After applying a learning algorithm, one obtains a predictive model that can be used to make predictions. However, in order for this model to be usable one also needs to know how good its predictions are, i.e., one needs to estimate the risk of the model.

We introduced the word estimate in the last sentence above since the risk is not a quantity that can be computed exactly (as it measures the quality of predictions of unknown phenomena). The most simple estimate of the risk is the test error.

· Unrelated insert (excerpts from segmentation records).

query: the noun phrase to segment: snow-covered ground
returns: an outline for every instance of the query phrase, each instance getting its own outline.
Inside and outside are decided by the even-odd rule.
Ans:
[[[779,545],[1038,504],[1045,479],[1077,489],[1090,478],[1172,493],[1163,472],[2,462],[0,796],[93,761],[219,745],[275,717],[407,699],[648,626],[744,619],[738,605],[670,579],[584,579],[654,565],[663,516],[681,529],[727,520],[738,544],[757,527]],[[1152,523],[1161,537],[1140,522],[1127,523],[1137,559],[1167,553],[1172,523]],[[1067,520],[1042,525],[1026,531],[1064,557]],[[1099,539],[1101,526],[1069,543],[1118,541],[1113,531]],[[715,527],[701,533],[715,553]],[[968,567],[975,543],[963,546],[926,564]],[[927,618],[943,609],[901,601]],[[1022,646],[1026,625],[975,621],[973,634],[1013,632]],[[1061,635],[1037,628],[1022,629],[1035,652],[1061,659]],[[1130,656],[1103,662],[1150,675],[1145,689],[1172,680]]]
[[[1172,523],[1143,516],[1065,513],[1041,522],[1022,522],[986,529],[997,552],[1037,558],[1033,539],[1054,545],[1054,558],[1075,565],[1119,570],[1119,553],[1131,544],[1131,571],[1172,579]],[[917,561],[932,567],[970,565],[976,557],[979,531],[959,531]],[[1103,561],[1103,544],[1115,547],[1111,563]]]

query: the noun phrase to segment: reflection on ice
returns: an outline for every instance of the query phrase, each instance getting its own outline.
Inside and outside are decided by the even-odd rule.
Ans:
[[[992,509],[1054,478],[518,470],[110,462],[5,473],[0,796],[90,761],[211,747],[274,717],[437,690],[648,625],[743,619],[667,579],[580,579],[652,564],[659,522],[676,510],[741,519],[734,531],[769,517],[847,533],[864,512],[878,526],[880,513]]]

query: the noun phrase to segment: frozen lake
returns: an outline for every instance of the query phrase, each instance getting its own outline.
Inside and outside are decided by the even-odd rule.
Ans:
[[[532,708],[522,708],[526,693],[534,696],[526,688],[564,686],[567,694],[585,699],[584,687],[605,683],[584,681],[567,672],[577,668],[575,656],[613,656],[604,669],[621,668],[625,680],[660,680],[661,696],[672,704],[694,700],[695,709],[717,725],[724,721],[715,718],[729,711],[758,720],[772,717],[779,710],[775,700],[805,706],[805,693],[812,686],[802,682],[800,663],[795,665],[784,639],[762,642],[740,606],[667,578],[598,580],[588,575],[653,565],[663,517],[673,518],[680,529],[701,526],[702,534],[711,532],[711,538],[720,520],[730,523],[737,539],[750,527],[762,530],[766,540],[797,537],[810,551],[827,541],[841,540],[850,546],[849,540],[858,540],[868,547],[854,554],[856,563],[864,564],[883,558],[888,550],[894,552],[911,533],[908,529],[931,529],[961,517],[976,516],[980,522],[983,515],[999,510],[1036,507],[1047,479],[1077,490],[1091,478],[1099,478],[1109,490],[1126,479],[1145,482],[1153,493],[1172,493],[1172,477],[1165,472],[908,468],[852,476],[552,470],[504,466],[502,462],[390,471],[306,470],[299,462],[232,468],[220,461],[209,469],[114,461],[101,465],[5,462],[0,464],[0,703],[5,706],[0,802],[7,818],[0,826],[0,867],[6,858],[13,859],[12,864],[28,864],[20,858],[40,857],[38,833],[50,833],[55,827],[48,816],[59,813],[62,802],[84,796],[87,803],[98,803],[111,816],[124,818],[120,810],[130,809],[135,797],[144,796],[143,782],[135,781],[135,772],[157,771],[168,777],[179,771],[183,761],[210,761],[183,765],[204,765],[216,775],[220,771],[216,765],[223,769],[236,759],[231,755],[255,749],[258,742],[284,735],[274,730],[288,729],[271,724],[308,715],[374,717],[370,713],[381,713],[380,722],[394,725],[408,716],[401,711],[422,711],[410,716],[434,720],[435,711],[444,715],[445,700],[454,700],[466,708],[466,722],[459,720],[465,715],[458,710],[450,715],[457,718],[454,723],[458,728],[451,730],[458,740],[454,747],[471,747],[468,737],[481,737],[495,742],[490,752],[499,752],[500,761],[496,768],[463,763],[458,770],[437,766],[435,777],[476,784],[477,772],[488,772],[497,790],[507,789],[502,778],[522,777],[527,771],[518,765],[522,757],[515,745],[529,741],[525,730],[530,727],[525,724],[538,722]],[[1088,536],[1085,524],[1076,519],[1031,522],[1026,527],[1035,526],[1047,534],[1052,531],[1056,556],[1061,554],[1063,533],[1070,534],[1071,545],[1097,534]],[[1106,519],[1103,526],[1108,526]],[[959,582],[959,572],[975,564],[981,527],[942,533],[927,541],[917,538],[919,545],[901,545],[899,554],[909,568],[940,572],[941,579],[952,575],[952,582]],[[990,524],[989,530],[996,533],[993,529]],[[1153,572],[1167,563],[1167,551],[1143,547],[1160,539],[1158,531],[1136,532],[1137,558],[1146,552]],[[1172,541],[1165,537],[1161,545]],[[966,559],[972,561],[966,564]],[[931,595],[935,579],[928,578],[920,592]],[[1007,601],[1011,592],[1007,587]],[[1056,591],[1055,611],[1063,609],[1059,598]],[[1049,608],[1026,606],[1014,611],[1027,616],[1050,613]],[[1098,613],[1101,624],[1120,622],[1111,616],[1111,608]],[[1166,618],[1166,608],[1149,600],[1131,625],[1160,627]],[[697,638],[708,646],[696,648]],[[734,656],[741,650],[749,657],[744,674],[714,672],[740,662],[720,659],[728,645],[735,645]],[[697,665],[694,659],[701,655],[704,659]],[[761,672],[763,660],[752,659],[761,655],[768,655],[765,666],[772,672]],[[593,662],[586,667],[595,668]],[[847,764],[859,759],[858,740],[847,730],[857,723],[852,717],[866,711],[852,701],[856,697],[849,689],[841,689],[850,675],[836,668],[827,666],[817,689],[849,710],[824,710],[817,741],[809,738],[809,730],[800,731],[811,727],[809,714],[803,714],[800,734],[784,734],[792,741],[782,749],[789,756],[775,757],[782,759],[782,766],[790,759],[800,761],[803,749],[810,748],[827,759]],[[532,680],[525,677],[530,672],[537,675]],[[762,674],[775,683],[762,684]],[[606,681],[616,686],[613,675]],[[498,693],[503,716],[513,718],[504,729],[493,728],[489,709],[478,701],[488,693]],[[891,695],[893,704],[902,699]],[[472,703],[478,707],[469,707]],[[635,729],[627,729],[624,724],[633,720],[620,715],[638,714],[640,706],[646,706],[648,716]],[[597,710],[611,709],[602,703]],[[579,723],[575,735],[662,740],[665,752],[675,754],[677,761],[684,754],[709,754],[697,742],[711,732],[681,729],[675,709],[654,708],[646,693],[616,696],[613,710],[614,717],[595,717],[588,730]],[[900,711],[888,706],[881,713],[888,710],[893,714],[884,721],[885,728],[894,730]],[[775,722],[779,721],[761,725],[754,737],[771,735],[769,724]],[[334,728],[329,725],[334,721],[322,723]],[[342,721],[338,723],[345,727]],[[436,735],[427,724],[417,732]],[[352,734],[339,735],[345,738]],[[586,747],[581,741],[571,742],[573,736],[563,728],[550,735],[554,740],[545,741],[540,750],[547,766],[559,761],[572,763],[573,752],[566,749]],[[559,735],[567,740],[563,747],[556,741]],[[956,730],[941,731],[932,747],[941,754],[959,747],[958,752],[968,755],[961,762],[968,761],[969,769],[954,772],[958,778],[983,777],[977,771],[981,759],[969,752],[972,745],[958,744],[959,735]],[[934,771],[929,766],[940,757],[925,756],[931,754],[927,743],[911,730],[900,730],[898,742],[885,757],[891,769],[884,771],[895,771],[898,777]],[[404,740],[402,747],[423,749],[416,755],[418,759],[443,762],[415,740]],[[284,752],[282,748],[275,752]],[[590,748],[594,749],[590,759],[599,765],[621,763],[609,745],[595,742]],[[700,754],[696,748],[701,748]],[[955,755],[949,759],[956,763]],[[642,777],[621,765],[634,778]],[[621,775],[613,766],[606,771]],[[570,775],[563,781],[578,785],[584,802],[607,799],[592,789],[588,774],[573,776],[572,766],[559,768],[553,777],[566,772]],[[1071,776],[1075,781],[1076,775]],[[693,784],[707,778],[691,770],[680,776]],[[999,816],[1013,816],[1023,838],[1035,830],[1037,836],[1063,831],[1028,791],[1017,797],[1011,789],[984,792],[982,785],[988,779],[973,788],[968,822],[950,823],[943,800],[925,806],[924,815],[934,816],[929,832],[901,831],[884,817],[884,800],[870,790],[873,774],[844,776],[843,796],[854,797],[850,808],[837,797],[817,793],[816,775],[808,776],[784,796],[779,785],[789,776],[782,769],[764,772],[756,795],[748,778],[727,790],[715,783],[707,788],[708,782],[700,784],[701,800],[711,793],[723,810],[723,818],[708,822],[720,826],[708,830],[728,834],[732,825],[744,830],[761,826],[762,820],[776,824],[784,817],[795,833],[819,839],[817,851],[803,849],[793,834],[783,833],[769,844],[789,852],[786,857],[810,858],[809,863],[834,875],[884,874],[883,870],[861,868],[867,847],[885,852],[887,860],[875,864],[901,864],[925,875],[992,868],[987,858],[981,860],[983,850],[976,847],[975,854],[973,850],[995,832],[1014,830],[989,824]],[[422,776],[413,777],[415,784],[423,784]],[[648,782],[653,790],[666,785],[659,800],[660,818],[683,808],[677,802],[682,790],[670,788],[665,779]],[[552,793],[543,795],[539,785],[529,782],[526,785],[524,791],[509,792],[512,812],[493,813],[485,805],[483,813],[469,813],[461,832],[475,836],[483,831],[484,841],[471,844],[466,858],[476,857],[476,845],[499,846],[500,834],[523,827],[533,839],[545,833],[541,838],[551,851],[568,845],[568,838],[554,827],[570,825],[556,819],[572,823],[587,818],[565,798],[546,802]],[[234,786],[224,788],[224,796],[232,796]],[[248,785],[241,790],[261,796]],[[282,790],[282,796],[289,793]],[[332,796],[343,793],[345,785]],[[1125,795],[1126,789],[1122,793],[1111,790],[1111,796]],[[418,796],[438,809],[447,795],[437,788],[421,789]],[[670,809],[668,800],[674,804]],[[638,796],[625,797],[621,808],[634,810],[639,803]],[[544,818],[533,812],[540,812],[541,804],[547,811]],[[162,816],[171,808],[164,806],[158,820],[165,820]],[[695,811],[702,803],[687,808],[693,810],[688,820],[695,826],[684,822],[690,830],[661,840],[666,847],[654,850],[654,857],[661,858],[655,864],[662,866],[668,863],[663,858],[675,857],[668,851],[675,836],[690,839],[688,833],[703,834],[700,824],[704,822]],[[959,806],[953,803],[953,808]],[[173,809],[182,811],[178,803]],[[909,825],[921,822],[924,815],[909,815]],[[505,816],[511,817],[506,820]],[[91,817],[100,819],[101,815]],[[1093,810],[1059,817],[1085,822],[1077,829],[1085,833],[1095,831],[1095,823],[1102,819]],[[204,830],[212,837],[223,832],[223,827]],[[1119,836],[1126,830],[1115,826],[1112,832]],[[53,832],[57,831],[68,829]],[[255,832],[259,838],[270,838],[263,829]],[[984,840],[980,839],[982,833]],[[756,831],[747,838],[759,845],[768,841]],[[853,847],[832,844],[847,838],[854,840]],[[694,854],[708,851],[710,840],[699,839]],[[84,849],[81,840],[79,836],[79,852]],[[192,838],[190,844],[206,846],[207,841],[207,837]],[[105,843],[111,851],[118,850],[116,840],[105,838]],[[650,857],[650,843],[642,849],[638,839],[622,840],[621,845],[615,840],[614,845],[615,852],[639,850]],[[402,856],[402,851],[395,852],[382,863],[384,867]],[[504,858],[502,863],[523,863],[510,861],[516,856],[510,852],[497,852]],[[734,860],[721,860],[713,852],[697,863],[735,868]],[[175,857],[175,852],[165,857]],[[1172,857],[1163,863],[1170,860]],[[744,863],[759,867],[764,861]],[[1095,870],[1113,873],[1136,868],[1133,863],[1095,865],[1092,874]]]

However, it is applicable only when we have access to a sufficiently large amount of data.

When the number of data is too small, dividing them into two sets results in one (if not both) of the training and test sets that becomes unrepresentative of the true data distribution. In this case, one typically resorts to one of the two cross-validation procedures presented below.

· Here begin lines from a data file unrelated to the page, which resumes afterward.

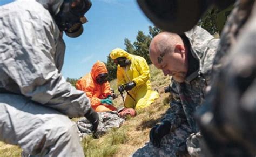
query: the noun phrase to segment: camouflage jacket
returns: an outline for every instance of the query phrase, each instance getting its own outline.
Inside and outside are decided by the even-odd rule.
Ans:
[[[237,1],[221,36],[212,88],[196,117],[206,156],[256,155],[256,3]]]
[[[185,35],[189,40],[192,57],[196,60],[193,64],[197,64],[198,66],[195,70],[187,75],[185,82],[178,83],[174,81],[179,94],[180,105],[177,105],[179,104],[177,103],[171,103],[171,108],[162,121],[166,120],[171,123],[171,130],[186,121],[192,131],[196,132],[198,129],[193,114],[204,98],[204,91],[210,81],[219,39],[214,39],[207,31],[199,26],[185,32]],[[190,59],[188,59],[189,69],[193,65],[190,63]],[[172,106],[172,104],[176,105]]]

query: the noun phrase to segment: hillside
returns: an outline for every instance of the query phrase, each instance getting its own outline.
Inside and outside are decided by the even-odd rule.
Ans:
[[[152,88],[158,90],[160,98],[150,107],[138,112],[136,117],[128,118],[120,128],[113,129],[99,139],[83,139],[82,145],[87,156],[128,156],[149,140],[150,128],[165,114],[170,100],[170,94],[164,92],[164,87],[170,83],[169,77],[152,65],[150,67]],[[118,94],[116,83],[114,80],[110,84]],[[116,107],[122,106],[122,97],[118,97],[114,103]],[[0,142],[0,156],[19,156],[21,152],[18,147]]]

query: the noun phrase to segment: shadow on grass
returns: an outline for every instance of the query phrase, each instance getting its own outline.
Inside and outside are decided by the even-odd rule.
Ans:
[[[157,119],[151,119],[150,120],[145,120],[143,121],[139,125],[136,127],[136,130],[143,131],[147,128],[152,128],[156,123],[160,122],[160,120],[165,114],[165,113],[161,114],[160,116]]]

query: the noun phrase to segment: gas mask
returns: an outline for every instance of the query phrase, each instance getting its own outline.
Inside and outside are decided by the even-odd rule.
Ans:
[[[100,73],[96,76],[96,81],[98,84],[102,85],[103,83],[107,81],[107,77],[109,74],[106,73]]]
[[[235,0],[137,0],[139,7],[154,25],[165,31],[181,34],[191,30],[212,4],[220,9]]]
[[[120,66],[122,67],[126,67],[127,66],[131,65],[131,60],[127,59],[125,57],[118,57],[117,59],[114,60],[114,63],[118,65],[120,65]]]
[[[90,0],[64,0],[60,11],[54,16],[59,30],[72,38],[82,35],[82,24],[87,22],[84,14],[91,5]]]

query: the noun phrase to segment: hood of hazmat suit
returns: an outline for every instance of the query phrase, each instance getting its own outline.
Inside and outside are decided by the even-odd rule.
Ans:
[[[0,93],[81,117],[88,99],[60,73],[65,46],[52,16],[63,2],[21,0],[0,7]]]
[[[151,90],[151,83],[149,80],[150,70],[147,63],[143,57],[129,54],[119,48],[113,50],[110,53],[110,57],[113,60],[121,57],[125,57],[127,59],[131,60],[131,64],[125,68],[120,67],[119,65],[118,65],[117,72],[118,86],[131,81],[134,81],[136,84],[135,87],[129,91],[135,99],[136,104],[133,106],[129,105],[133,103],[134,100],[130,97],[128,97],[126,99],[127,102],[125,102],[125,104],[125,104],[125,107],[137,110],[149,106],[155,99],[158,98],[159,94],[157,92]],[[127,99],[130,98],[131,100],[127,100]]]
[[[101,104],[101,99],[106,99],[112,94],[108,81],[102,85],[97,83],[96,77],[101,73],[107,73],[107,70],[103,62],[97,61],[92,66],[91,72],[83,77],[76,84],[77,89],[86,93],[93,108],[93,106]]]

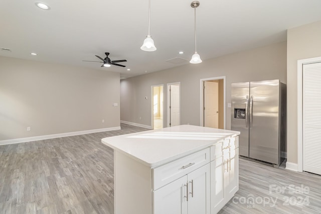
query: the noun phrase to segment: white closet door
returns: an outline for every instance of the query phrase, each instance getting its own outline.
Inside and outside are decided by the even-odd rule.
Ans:
[[[321,63],[303,65],[302,93],[303,170],[321,175]]]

The $K$-fold cross-validation procedure starts by dividing the original training set into $K$ subsets (typically 5, 7 or 10). Then, for each one of these subsets left aside, we apply the learning algorithm to train a model on the other $(K-1)$ subsets and test it on the subset left aside. After each test, we memorize the corresponding test error and we compute the $K$-fold estimate of the risk at the end of procedure as the average of these test errors.

The Leave-One-Out (LOO) cross-validation procedure simply corresponds to the limit case of the $K$-fold method when the number of subsets, $K$, coincides with the number of data. The LOO procedure can be more accurate than the $K$-fold one, but implies much more computations. However, in cases where the number of data is very small, the $K$-fold method can fail due to training subsets of insufficient size.

In pictures...

The leave-one-out method at work

Here, we illustrate the leave-one-out procedure on a classification problem where the number of data (30) is too small for other methods.

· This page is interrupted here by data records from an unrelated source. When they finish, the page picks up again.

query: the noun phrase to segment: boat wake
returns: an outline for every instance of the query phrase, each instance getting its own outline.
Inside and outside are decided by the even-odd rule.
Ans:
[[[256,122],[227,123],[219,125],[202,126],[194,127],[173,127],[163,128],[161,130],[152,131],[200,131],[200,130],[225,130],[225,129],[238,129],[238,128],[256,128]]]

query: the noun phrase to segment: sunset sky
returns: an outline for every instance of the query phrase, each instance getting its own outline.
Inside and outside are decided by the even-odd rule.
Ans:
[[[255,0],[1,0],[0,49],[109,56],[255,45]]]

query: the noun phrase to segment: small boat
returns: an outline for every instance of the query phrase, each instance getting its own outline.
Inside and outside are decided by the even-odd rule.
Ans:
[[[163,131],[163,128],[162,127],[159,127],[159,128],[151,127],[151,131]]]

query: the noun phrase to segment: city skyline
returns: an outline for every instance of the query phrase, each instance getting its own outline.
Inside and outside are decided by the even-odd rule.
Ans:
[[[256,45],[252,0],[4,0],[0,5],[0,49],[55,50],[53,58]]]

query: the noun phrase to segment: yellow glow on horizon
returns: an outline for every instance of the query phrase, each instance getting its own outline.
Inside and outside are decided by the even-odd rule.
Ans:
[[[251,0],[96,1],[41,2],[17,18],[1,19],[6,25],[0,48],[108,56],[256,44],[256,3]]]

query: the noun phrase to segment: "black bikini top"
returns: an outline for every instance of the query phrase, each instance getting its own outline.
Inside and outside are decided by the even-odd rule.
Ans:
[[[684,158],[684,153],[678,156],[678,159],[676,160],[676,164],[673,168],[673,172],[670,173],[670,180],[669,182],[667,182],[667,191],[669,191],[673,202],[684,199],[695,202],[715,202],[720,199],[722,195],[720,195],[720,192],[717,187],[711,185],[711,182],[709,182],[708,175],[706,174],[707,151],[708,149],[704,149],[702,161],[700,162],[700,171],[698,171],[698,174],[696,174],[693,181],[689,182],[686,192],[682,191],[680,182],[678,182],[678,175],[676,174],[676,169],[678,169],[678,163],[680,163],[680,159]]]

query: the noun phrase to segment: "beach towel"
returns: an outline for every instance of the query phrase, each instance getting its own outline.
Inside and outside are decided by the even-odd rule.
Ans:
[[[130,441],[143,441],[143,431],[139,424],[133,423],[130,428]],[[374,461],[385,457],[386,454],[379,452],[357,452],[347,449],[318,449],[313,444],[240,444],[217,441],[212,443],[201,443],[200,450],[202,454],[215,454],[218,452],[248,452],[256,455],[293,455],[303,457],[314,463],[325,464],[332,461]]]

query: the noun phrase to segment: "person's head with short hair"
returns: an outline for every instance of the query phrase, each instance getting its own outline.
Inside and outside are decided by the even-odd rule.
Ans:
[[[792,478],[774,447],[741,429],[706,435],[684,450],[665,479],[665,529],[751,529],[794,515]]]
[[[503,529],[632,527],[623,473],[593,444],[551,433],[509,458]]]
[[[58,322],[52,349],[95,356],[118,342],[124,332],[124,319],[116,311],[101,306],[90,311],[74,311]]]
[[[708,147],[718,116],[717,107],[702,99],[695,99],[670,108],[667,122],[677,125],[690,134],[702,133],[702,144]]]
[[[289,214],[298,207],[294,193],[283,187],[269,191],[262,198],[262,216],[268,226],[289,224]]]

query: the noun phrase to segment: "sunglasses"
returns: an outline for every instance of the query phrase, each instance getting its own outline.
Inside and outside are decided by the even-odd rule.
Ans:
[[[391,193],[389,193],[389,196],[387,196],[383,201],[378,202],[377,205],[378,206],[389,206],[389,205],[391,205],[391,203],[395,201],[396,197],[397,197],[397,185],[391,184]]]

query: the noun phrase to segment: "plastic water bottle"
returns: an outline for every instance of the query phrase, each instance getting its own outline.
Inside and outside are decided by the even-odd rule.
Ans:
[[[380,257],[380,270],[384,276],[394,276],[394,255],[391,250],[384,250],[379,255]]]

The $K$-fold method at work

Now, we illustrate the $K$-fold method on a regression problem with $K=5$.


In maths...

The $K$-fold method

To estimate the risk of the model returned by a learning algorithm $\mathcal{A}$ on a given a data set $D = \{(\g x_i, y_i)\}_{i=1}^N$, the $K$-fold method starts by partitioning the data set into $K$ subsets $S_1,\dots,S_K$ of the same size (approximately, if $N$ is not a multiple of $K$). Then, for each subset $S_j$, it applies the learning algorithm $\mathcal{A}$ to the training set made of all but this subset:

$$ f_j = \mathcal{A}(D \setminus S_j ) ,\quad j=1,\dots,K, $$

and test the resulting model against $S_j$ to compute $$ R_j = \frac{1}{|S_j|} \sum_{(\g x_i, y_i) \in S_j} \ell ( y_i, f_j(\g x_i) ) . $$ Then, the $K$-fold cross validation estimate of the risk is the average error over the $K$ subsets: $$ R_{K-fold}(f) = \frac{1}{K} \sum_{j=1}^K R_j . $$

The Leave-One-Out (LOO) method

The LOO method can be seen as the limit case of $K$-fold corresponding to $K=N$, i.e., when each subset contains a single data instance. Thus, the LOO estimate of the risk of $f = \mathcal{A}( D)$ can be compactly expressed as $$ R_{LOO}(f) = \frac{1}{N} \sum_{i=1}^N \ell \left( y_i, \mathcal{A}( D \setminus \{(\g x_i, y_i)\} ) ( \g x_i ) \right) . $$